I’m certainly not the first person to observe that the tone of our civic discourse has gotten increasingly angry. I have recently come to realize, though, that some people actually like it that way.
This is not a sentiment confined to one end of the political or religious spectrum. Aristotle says in the “Rhetoric” that people get particularly angry at others whom they view as their inferiors, because insolence from that quarter is especially unwarranted. We see this in the assumed moral superiority of the American left. People who disagree with them are haters, racists, homophobes and deplorables.
But Donald Trump has made a practice of charging his opponents with moral corruption. In the 2016 general election campaign, he called his opponent “Crooked Hillary.” In the primary, he called the junior senator from Texas “Lyin’ Ted” Cruz. The chair of the House Intelligence Committee he calls “Shifty Schiff.”
It hasn’t always been this way. So what’s the engine that’s driving us in this direction? Surely one factor is that everyone’s doing it. That’s how shouting matches become fights. Someone throws the first punch.
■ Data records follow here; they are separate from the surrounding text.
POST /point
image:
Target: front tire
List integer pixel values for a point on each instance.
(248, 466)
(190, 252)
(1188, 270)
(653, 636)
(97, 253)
I have noticed that the level of anger also varies with the medium. I caution administrators to handle disagreements in person or on the phone rather than by email. The written word doesn’t convey emotion and nuance as well as live conversation. You’ve probably also noticed how the chat function on Zoom is always snarkier than the conversation on the screen.
But there is a third thing that might be more influential than either of these, and this is the thing I’ve been attentive to lately. Anger is something that people come to relish. The wrath of Achilles is the plot line of “The Iliad,” and he says that it is “sweeter … than the honeycomb dripping with sweetness, and spreads through the hearts of men.” The Book of Sirach says the same thing: “Wrath and anger, these also are abominations, yet a sinner holds on to them.”
In one way, anger is a morally neutral feeling, not unlike hunger, thirst or sexual desire. Some stimuli just set our blood boiling. It’s our reaction that has the moral valence. What’s more, sometimes the appropriate reaction is criticism or force. Who would not give vent to anger in defense of a child?
The feeling Achilles describes as sweeter than honey is not the immediate bodily change that follows some sort of attack. Aristotle reflects upon Achilles in his discussion of anger. He defines anger as an impulse to revenge caused by a slight to oneself or one’s friends. The slight itself causes pain. The pleasure that Achilles feels, on the other hand, arises “from the expectation of revenge.” Images of vengeance “cause pleasure, like the images called up in dreams.”
This is the impulse that is driving the anger abroad in our culture. We have reached the point where we take pleasure in the abuse of our political or religious opponents for its own sake. Any detail of one’s personal life, no matter how long ago, is fair game if it tends to their destruction. Any slip of the tongue, caught on video, is an opportunity for ridicule. One who changes his mind is branded a hypocrite.
This is not just coarsening. It’s wrong, in the way that gluttony, lust and greed are wrong. Emotions are natural and healthy feelings. Properly directed they drive us to good ends — health, love, sustenance, justice. But we should not be seduced into stimulating ourselves simply for the pleasure of satisfying them. As my children say, that’s messed up.